Qui all’inizio di dicembre del 1250, Federico II durante una battuta di caccia nelle campagne della Capitanata, fu colto da un violento attacco di dissenteria. Le sue gravi condizioni non gli permisero di rientrare nella reggia di Foggia e si decise di ricoverarlo nella più vicina residenza imperiale. Qualche tempo prima gli era stato predetto che sarebbe morto “Apud portam ferream, ne lo loco che abet lo nome de flore”, (cioè presso la porta di ferro di quel luogo che ha il nome di “fiore”) e per questo motivo si tenne sempre a distanza da Firenze. Ma poi il “flore” della predizione fu proprio nella sua amata Puglia, nella sua Domus di Fiorentino dove il suo letto era stato collocato contro una porta murata dai battenti in ferro, proprio come veniva anticipato nella profezia dell’astrologo di corte Michele Scoto.
La sorte del borgo seguì quella del suo imperatore: solo cinque anni dopo la morte di Federico II il 26 ottobre 1255 fu attaccato e distrutto dalle truppe di Papa Alessandro IV, sotto il comando del Conte Ruggero Sanseverino, perché era rimasta fedele agli Svevi. Dell’antica città, un tempo strategica perché affacciata sulla piana con vista sui Monti Dauni da una parte e sul promontorio del Gargano dall’altra, nonché sul corso del fiume Fortore allora navigabile, non rimangono che pochi ruderi. Ma recenti scavi, condotti dall’Università di Bari e dall’Ecole Française di Roma, hanno evidenziato elementi che fanno pensare a Fiorentino come una sede importante, una vera e propria cittadella con una cattedrale, una zona urbana e il “Palatium” dell’imperatore.
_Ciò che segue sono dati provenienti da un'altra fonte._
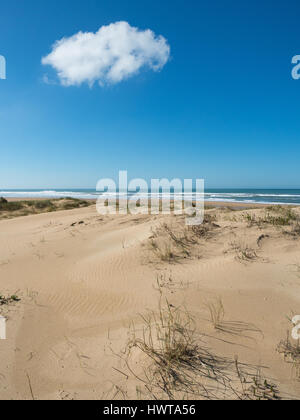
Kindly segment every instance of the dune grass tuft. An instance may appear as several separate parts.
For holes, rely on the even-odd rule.
[[[289,337],[289,332],[287,333],[287,338],[280,341],[277,351],[279,354],[283,355],[284,361],[292,365],[292,369],[297,379],[300,379],[300,342],[299,340],[296,344],[293,344]]]
[[[210,239],[219,226],[207,216],[202,225],[186,226],[184,219],[173,219],[152,230],[149,248],[156,260],[175,263],[198,256],[201,240]]]
[[[158,282],[159,285],[159,282]],[[205,344],[193,315],[174,306],[159,287],[158,309],[141,315],[132,325],[121,355],[126,381],[134,380],[138,398],[153,400],[279,399],[275,385],[264,379],[257,366],[220,357]],[[222,312],[222,311],[221,311]],[[221,320],[222,315],[216,317]],[[137,363],[139,360],[139,363]],[[133,367],[135,366],[135,367]],[[137,366],[143,367],[137,370]],[[116,369],[117,370],[117,369]],[[121,387],[115,387],[116,394]],[[121,392],[126,398],[128,393]]]
[[[234,250],[236,259],[240,262],[253,262],[259,258],[256,250],[246,244],[232,242],[231,249]]]

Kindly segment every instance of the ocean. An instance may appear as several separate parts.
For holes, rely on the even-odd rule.
[[[128,193],[132,195],[133,193]],[[5,198],[62,198],[73,197],[80,199],[97,199],[99,196],[108,198],[111,194],[100,193],[95,189],[26,189],[26,190],[0,190],[0,197]],[[120,198],[126,194],[120,193]],[[143,196],[151,196],[150,192],[143,193]],[[172,198],[181,198],[178,194],[171,194]],[[294,204],[300,205],[300,189],[206,189],[206,201],[225,201],[228,203],[262,203],[262,204]],[[164,196],[162,196],[164,198]],[[185,193],[186,199],[200,199],[200,195]]]

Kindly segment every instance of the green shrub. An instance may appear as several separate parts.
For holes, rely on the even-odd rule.
[[[80,207],[88,207],[90,203],[86,200],[68,199],[67,203],[63,203],[64,210],[78,209]]]
[[[0,201],[0,211],[16,211],[24,207],[21,201]]]
[[[51,200],[41,200],[41,201],[35,201],[34,207],[38,210],[43,210],[46,208],[53,208],[54,204]]]

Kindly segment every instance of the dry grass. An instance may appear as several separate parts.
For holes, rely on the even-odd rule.
[[[297,221],[291,225],[290,230],[285,230],[284,233],[286,235],[292,236],[294,239],[300,237],[300,223]]]
[[[153,399],[213,398],[216,385],[228,361],[200,347],[190,314],[160,301],[158,313],[142,317],[143,330],[131,330],[126,353],[138,350],[146,358],[143,376],[137,376],[127,362],[131,374],[141,383],[140,395]]]
[[[183,218],[174,218],[152,230],[149,249],[158,261],[175,263],[182,259],[200,257],[201,240],[210,239],[219,226],[206,216],[202,225],[186,226]]]
[[[210,319],[214,328],[221,329],[223,320],[225,317],[225,309],[221,298],[218,298],[216,302],[210,302],[207,304],[207,308],[210,313]]]
[[[279,398],[276,387],[258,375],[257,367],[215,355],[204,338],[191,313],[171,305],[160,289],[158,310],[142,316],[141,328],[130,329],[119,355],[125,371],[116,370],[136,383],[137,397],[145,400]],[[137,362],[131,363],[137,359],[142,372],[133,368]],[[129,398],[120,386],[115,390],[115,395]]]
[[[300,342],[297,341],[297,344],[291,343],[289,332],[287,333],[287,338],[282,340],[278,347],[277,351],[279,354],[283,355],[284,361],[292,365],[294,375],[297,379],[300,380]]]
[[[186,290],[190,286],[189,281],[183,281],[183,280],[174,280],[172,275],[167,275],[166,273],[160,274],[157,276],[156,279],[156,286],[154,286],[154,289],[157,291],[161,290],[168,290],[171,293],[174,293],[178,290]]]
[[[253,262],[259,258],[257,251],[249,245],[232,242],[231,249],[235,252],[236,259],[240,262]]]
[[[262,376],[258,368],[255,375],[244,374],[240,369],[237,357],[235,358],[236,373],[241,384],[241,400],[250,401],[276,401],[280,400],[278,387]]]
[[[297,222],[292,227],[292,234],[295,236],[300,236],[300,223]]]
[[[214,329],[229,335],[243,336],[252,339],[249,333],[262,334],[253,324],[242,321],[225,321],[225,308],[221,298],[206,304],[210,314],[210,321]]]

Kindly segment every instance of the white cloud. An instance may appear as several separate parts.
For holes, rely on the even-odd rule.
[[[142,68],[159,71],[169,57],[170,46],[163,36],[116,22],[96,33],[80,31],[56,41],[42,64],[52,66],[64,86],[92,86],[96,81],[100,85],[121,82]]]

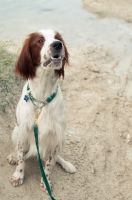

Sorgeva su una collina detta dello Sterparone e sicuramente era una “città di frontiera”, di quelle edificate dai Bizantini all’inizio dell’XI secolo per difendere i loro territori dai Longobardi a nord e dagli arabi a sud. Il primo elemento architettonico in cui ci si imbatte è la torre al di sotto della quale sono state rinvenute tombe daune: ciò dimostra che il luogo era frequentato e abitato da tempi molto remoti. Poi, sulla destra, si sviluppava il paese vero e proprio. Oggi è possibile vedere le basi delle dimore e delle chiese che un tempo formavano la cittadella di Fiorentino che vantava ben dodici chiese, la Cattedrale a una sola navata e monoabsidale, intitolata al santo patrono del popolo longobardo l’Arcangelo Michele, e il “Palatium”. Ai Normanni si deve il castello, una motta ben difesa separata dalla città da un muro, che successivamente Federico II fece trasformare nel suo “Palatium”, dove trascorreva il tempo dedicato alla caccia e al riposo.
Emoziona oltrepassare le mura della domus, un edificio maestoso dalla forma di rettangolo imperfetto lungo 29 metri e largo 17 metri, diviso in due grandi ambienti, con pareti rivestite da belle pietre squadrate e un pavimento di terracotta, con due camini. Probabilmente il palazzo aveva uno o due piani superiori ed era delimitato da un largo fossato. Passeggiando tra i resti delle mura tornano in mente le parole con cui papa Innocenzo IV si scagliò contro Federico, i suoi figli e i nipoti: “Distruggere sino agli ultimi discendenti questa razza di vipere che mai più cingeranno corone imperiali e reali”. La tremenda condanna doveva compiersi nel giro di pochi anni dalla morte dell’imperatore, mettendo fine per sempre al sistema politico federiciano, il Sacro Romano Impero.